Kalau Jabatan Bisa Dibeli, Lalu Apa yang Kita Jual?

Gambar sampul Kalau Jabatan Bisa Dibeli, Lalu Apa yang Kita Jual?

Dunia per-ASN-an sedang heboh. Pemberitaan tentang praktik jual beli jabatan menyeruak ke ruang publik, lengkap dengan detail yang bikin kening berkerut sekaligus bibir tersenyum miris. Di kantor instansi tempat saya bekerja, isu ini tidak asing. Para perintis yang sejak awal membangun instansi bahkan menanggapinya dengan tawa, canda, dan celetukan asal.

Mengapa bisa begitu?
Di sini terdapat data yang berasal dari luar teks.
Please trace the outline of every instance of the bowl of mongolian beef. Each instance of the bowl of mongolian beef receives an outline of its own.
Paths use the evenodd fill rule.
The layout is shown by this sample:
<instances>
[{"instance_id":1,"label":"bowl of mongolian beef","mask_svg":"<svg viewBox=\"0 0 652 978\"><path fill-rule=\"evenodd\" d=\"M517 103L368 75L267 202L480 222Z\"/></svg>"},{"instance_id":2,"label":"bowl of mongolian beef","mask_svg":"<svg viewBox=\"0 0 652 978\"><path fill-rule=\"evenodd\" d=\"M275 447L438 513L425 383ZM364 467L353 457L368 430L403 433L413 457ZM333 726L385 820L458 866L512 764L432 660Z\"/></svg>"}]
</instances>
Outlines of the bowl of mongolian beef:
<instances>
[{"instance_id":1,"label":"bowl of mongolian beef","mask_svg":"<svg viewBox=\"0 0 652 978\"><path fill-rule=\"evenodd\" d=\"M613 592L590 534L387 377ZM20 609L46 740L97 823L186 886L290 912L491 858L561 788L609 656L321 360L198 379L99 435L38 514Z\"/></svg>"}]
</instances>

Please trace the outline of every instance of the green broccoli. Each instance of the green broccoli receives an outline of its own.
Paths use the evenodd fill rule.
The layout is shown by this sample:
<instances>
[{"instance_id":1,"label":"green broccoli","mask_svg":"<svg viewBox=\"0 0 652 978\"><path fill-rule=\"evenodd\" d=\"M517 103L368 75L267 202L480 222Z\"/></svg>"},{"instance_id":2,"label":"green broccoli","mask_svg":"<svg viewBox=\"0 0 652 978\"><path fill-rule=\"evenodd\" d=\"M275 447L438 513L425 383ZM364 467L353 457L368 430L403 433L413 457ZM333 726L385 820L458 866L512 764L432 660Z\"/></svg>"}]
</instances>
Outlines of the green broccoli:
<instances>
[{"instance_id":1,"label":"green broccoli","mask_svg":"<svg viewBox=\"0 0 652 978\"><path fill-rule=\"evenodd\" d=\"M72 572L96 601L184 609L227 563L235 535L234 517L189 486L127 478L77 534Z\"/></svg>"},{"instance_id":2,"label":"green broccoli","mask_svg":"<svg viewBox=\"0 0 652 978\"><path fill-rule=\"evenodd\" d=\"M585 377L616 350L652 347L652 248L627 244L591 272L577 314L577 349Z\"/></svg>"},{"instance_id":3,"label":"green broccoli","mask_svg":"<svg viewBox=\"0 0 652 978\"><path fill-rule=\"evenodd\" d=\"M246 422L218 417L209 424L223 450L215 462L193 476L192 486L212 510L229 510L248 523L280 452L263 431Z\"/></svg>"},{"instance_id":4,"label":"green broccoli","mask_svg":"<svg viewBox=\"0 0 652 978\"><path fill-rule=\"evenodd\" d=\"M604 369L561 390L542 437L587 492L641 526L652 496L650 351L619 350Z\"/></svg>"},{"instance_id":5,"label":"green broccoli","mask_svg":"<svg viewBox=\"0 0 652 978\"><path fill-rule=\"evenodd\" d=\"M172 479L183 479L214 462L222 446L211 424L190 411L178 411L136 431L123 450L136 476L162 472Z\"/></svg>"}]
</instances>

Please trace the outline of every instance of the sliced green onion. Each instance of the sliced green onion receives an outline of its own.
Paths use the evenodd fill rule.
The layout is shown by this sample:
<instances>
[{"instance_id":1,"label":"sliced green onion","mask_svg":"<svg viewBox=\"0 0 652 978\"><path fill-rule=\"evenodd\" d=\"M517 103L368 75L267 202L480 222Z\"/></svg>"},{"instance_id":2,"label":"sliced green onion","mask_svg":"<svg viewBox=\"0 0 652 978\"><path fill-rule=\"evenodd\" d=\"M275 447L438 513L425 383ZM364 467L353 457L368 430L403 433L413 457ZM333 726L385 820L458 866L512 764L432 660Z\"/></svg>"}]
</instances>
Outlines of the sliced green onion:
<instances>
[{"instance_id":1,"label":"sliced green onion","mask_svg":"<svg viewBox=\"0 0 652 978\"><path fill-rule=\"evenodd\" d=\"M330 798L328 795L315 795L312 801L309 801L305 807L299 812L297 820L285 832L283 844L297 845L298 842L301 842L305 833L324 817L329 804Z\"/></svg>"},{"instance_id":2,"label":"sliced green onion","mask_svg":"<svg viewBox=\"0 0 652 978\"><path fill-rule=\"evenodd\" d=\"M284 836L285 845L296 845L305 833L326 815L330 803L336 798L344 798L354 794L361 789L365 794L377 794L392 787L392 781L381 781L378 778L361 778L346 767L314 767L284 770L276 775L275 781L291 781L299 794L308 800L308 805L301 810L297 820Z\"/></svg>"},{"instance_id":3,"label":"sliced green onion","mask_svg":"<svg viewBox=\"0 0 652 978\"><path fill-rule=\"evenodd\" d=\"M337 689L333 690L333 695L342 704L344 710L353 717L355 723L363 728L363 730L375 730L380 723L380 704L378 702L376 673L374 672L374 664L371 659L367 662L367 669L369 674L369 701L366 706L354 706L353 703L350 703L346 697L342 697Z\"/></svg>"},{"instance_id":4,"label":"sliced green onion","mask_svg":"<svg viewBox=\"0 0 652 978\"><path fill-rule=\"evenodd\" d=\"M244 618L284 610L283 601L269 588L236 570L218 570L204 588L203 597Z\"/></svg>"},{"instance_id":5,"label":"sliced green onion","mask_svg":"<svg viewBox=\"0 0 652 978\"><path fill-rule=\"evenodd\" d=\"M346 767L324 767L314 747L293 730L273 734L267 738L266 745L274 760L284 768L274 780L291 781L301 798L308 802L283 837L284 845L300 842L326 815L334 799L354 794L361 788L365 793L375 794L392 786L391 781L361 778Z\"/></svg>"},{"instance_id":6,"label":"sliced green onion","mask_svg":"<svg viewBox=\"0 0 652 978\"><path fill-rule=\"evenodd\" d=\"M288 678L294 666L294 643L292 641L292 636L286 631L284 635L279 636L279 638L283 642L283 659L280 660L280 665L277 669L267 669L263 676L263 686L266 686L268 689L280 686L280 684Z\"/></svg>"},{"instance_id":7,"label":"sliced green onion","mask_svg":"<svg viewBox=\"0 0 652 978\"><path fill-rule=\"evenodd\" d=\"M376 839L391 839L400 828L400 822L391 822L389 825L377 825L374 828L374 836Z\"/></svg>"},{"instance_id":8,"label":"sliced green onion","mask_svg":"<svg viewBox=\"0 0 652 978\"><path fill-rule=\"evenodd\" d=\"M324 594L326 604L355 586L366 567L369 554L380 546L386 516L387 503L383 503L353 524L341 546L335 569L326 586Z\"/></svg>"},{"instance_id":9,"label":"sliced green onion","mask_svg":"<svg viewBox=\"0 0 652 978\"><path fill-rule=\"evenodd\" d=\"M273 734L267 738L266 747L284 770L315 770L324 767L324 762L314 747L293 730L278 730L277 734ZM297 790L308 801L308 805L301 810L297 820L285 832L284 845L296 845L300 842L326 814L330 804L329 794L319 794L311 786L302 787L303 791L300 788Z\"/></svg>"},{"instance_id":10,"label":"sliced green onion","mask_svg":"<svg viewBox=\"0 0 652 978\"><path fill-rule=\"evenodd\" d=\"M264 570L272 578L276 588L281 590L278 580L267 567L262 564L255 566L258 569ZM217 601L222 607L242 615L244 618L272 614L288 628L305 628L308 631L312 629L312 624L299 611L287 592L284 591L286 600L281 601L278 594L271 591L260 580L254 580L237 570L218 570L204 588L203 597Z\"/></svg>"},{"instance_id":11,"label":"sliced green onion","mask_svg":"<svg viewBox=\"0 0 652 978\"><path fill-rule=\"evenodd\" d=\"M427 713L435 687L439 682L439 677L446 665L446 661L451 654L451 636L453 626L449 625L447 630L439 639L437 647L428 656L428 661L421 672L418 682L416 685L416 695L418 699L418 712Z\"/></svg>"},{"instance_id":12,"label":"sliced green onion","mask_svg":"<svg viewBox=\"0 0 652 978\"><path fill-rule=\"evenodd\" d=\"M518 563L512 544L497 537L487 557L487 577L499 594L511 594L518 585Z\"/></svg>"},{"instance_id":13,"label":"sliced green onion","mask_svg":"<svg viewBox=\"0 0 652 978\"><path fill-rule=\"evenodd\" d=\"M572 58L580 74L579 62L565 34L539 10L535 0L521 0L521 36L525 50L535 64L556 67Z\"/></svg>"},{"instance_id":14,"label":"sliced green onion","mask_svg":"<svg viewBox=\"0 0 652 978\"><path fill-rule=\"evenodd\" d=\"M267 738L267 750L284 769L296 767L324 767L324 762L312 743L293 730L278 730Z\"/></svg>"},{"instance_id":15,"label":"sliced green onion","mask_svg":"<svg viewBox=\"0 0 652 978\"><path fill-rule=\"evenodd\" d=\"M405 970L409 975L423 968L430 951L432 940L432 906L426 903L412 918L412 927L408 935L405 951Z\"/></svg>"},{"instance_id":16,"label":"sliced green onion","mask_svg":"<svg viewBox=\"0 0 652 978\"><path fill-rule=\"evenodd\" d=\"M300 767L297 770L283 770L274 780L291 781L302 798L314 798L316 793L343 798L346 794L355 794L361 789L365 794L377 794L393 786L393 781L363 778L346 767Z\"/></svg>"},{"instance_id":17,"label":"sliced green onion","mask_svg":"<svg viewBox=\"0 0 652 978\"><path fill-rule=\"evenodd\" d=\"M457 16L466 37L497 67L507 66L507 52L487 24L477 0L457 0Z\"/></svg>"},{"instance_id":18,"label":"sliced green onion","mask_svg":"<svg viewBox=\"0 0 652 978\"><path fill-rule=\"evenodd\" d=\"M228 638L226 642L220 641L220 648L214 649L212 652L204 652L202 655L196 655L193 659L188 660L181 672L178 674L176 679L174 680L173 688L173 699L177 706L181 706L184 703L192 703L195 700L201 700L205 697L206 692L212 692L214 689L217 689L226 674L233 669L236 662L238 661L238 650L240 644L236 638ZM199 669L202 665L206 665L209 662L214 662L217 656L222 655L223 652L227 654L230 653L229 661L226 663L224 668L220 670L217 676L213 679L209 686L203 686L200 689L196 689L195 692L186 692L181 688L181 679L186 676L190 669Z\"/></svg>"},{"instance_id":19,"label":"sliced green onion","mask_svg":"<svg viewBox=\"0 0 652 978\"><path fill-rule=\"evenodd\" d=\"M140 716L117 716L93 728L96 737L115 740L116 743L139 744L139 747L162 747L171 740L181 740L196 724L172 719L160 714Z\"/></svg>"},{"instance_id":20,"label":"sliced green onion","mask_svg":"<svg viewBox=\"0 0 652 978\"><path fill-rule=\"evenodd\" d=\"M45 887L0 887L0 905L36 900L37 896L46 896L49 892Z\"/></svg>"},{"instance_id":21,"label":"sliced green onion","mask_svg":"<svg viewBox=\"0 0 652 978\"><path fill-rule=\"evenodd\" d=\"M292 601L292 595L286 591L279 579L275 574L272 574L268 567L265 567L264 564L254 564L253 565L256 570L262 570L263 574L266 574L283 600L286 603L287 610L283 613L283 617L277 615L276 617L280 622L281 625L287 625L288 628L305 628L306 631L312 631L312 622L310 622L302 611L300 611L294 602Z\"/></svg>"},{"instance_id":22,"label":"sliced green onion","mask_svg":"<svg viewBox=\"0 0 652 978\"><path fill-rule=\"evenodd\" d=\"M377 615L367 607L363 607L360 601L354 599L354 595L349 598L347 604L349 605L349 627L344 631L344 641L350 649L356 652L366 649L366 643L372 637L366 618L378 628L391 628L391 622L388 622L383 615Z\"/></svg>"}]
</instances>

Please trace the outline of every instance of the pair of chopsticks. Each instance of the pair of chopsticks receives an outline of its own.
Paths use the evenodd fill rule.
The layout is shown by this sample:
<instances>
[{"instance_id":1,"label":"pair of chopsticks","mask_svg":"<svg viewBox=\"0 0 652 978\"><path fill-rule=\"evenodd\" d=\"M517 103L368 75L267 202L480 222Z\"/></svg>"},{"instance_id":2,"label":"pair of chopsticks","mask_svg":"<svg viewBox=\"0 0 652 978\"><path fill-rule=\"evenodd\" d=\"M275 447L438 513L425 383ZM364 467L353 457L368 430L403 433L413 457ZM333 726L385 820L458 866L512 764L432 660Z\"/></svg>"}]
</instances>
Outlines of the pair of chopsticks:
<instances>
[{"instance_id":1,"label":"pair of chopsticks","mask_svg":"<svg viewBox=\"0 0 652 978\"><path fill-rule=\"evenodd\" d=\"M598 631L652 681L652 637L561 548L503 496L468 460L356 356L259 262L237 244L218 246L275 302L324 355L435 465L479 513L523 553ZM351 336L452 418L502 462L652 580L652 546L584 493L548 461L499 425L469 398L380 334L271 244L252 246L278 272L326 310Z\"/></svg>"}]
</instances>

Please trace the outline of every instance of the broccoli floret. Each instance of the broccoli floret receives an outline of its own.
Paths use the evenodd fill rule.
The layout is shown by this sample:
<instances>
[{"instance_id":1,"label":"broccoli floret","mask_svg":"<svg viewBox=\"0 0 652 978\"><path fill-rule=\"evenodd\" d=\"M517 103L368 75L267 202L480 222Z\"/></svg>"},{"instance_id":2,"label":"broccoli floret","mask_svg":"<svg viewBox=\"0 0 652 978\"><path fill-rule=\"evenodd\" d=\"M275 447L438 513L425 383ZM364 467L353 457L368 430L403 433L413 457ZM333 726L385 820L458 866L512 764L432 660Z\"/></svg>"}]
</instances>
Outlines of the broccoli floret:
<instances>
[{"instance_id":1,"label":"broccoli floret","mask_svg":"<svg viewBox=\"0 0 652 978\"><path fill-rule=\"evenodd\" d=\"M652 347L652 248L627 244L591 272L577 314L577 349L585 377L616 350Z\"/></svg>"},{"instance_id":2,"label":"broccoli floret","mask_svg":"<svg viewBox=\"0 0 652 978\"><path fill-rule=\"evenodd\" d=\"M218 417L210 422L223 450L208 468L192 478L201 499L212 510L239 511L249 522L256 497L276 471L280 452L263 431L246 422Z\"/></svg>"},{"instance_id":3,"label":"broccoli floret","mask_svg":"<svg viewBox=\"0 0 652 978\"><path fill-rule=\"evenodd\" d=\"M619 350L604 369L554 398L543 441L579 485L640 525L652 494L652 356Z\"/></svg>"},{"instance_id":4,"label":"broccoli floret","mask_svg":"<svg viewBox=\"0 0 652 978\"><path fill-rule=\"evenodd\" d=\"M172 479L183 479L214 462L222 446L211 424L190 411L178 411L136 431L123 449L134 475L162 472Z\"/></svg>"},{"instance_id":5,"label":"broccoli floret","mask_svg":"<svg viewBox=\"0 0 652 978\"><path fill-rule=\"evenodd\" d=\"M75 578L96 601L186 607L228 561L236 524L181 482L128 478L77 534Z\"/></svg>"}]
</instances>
Karena meski saya pribadi tidak pernah ditawari, tidak pernah bertemu dengan “calo” jabatan, dan tidak pernah mengalami secara langsung, cerita semacam itu terlalu sering terdengar. Seorang anggota tim pernah bercerita, ia menyiapkan segepok uang dalam tasnya ketika hendak bertemu seseorang yang mengaku bisa membuka jalan kenaikan jabatan. Teman lain mengaku rela memberi imbalan kalau saja benar-benar naik jabatan. Bahkan ada yang sampai ke Tangerang, membawa uang hasil pinjaman, demi bertemu calo. Tragisnya, tak satu pun yang bercerita kepada saya itu berhasil meraih jabatan yang mereka dambakan. Uang lenyap, jabatan pun tetap jadi angan.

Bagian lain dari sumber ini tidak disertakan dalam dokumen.